When the FIR Compiler is used in System Generator, there are additional requirements that affect the data flow in order to have consistency with the Simulink simulation behavior.
In the Simulink environment each signal has a sample rate associated with it. If it is slower than the system rate (the fastest rate in the design), then it can only change values on multiples of its sample rate relative to the system rate. That is, if you have a sample period of 2 and a system rate of 1, that signal can only change values every other clock cycle.
This requires that if the input to the FIR Compiler is slower than the system rate, it can only change once per its own sample period. This is different from the way the FIR compiler can be used outside of System Generator, which for multi-channel implementations allows you to input all samples of each channel sequentially at the system rate (the rate of the clock driving the FIR Compiler).
Because of this difference in behavior, in order to match the behavior of the HDL generated by System Generator, it is required that the chan_in output be synchronized to the input sample rate domain. This is done by registering the signal in this domain.
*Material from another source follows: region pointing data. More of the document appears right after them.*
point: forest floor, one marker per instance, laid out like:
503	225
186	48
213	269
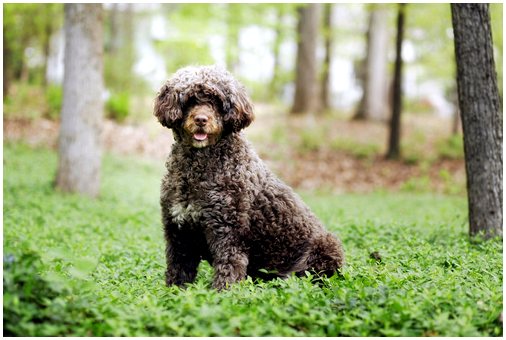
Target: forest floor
330	153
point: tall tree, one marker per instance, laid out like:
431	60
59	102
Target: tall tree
276	51
328	36
374	102
306	97
481	114
82	109
394	150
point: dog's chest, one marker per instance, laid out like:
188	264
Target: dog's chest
185	213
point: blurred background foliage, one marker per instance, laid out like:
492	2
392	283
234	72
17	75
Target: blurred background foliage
145	43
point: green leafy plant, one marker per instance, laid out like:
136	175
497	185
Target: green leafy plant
451	147
118	106
82	267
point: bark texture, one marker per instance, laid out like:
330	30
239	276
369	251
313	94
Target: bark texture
374	103
394	150
82	107
481	114
306	97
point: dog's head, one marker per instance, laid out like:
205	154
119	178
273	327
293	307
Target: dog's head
203	104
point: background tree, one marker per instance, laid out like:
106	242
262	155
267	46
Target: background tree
82	111
480	108
306	82
393	151
374	102
328	36
24	26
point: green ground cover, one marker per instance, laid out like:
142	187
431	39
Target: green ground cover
80	267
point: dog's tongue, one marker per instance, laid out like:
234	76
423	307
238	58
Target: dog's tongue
200	136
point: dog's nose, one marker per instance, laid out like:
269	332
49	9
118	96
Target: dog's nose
201	120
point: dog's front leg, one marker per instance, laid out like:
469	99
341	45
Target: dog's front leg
182	259
230	261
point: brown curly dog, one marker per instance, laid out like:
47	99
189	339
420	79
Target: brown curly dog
219	201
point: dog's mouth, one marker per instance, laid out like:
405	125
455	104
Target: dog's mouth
200	136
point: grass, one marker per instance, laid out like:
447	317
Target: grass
80	267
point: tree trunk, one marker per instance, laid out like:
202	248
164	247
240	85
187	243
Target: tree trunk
374	103
82	108
276	52
394	151
233	31
328	37
306	83
481	114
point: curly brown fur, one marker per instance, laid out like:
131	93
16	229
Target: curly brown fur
219	201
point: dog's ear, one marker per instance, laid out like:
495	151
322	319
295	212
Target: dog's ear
238	110
168	106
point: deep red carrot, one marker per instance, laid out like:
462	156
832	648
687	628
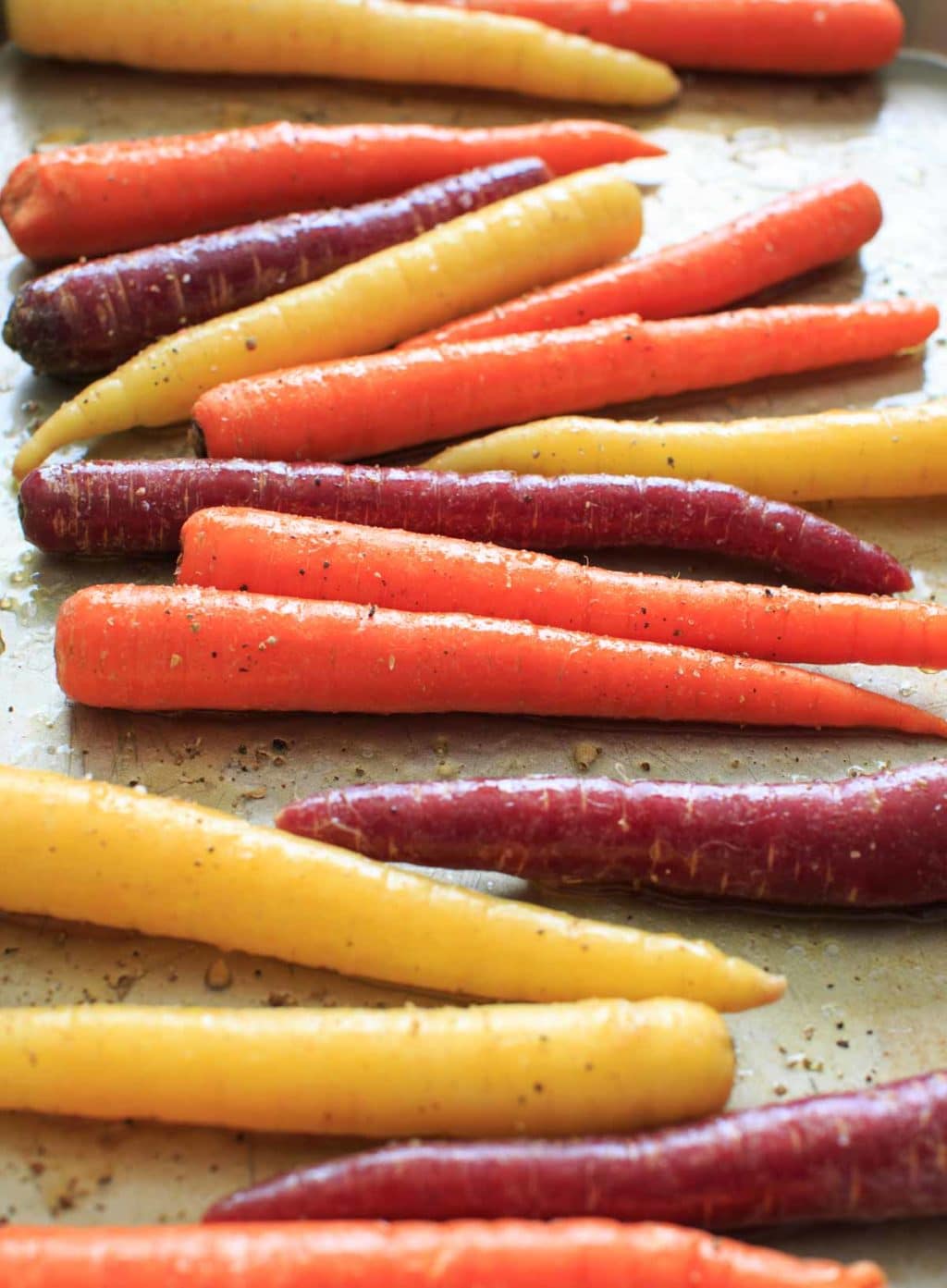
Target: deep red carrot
286	554
374	1255
878	841
875	1154
363	406
91	317
101	197
105	508
171	648
792	236
809	38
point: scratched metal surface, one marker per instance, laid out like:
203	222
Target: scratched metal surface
867	997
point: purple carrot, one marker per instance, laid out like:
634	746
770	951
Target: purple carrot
92	315
861	1156
862	842
140	507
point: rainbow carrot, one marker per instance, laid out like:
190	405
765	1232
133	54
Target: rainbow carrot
364	406
809	38
173	648
102	197
375	1255
764	248
281	554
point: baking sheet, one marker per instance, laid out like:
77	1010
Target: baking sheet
867	995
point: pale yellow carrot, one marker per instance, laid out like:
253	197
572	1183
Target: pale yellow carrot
92	852
892	452
382	40
481	1071
539	236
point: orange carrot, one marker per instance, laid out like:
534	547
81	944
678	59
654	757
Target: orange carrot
363	406
171	648
281	554
102	197
780	241
571	1254
817	38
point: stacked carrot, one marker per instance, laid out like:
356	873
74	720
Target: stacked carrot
353	587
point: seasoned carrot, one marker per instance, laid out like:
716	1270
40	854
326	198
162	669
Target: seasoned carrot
870	1154
479	258
382	40
773	243
89	317
364	406
107	508
102	197
203	875
507	1071
281	554
874	841
171	648
575	1254
808	38
892	452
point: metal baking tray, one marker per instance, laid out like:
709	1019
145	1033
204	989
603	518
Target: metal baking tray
867	999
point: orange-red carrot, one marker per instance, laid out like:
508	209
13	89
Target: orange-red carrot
796	36
102	197
171	648
363	406
572	1254
281	554
780	241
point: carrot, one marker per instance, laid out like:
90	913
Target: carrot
395	1072
477	259
792	236
171	648
891	452
92	315
203	875
280	554
367	1255
809	38
872	1154
874	841
102	197
105	508
382	40
346	410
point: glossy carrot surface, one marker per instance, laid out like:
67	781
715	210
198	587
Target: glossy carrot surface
281	554
366	406
171	648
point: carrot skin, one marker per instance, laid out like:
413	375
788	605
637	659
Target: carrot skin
412	1255
89	317
110	508
783	239
104	197
363	406
803	38
171	648
282	554
875	841
877	1154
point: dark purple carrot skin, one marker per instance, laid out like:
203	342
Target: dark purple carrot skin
864	1156
89	317
877	841
104	508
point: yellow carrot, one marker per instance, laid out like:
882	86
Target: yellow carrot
893	452
91	852
481	1071
488	255
366	39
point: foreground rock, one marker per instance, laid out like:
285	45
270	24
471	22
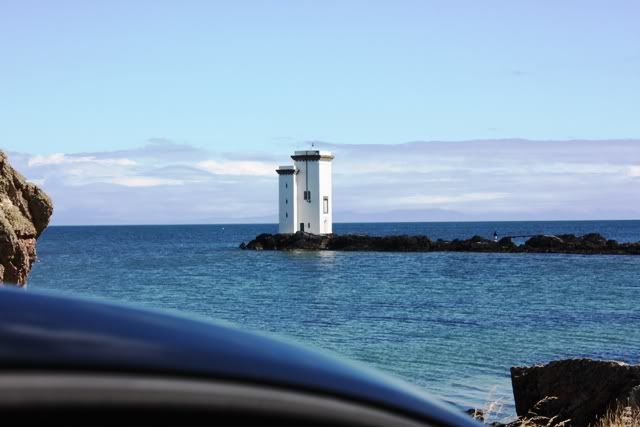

This register causes an extra cycle of latency which is not present on the core when running outside of System Generator.
As a result, when using a multi-channel FIR Compiler implementation in System Generator, you must take this extra cycle of latency into account by inputting channel 1 when the FIR Compiler chan_in output is reading 0, and input channel 2 when the chan_in output is reading 1, etc.
This behavior is now documented in the System Generator user guide in the help section for the FIR Compiler block.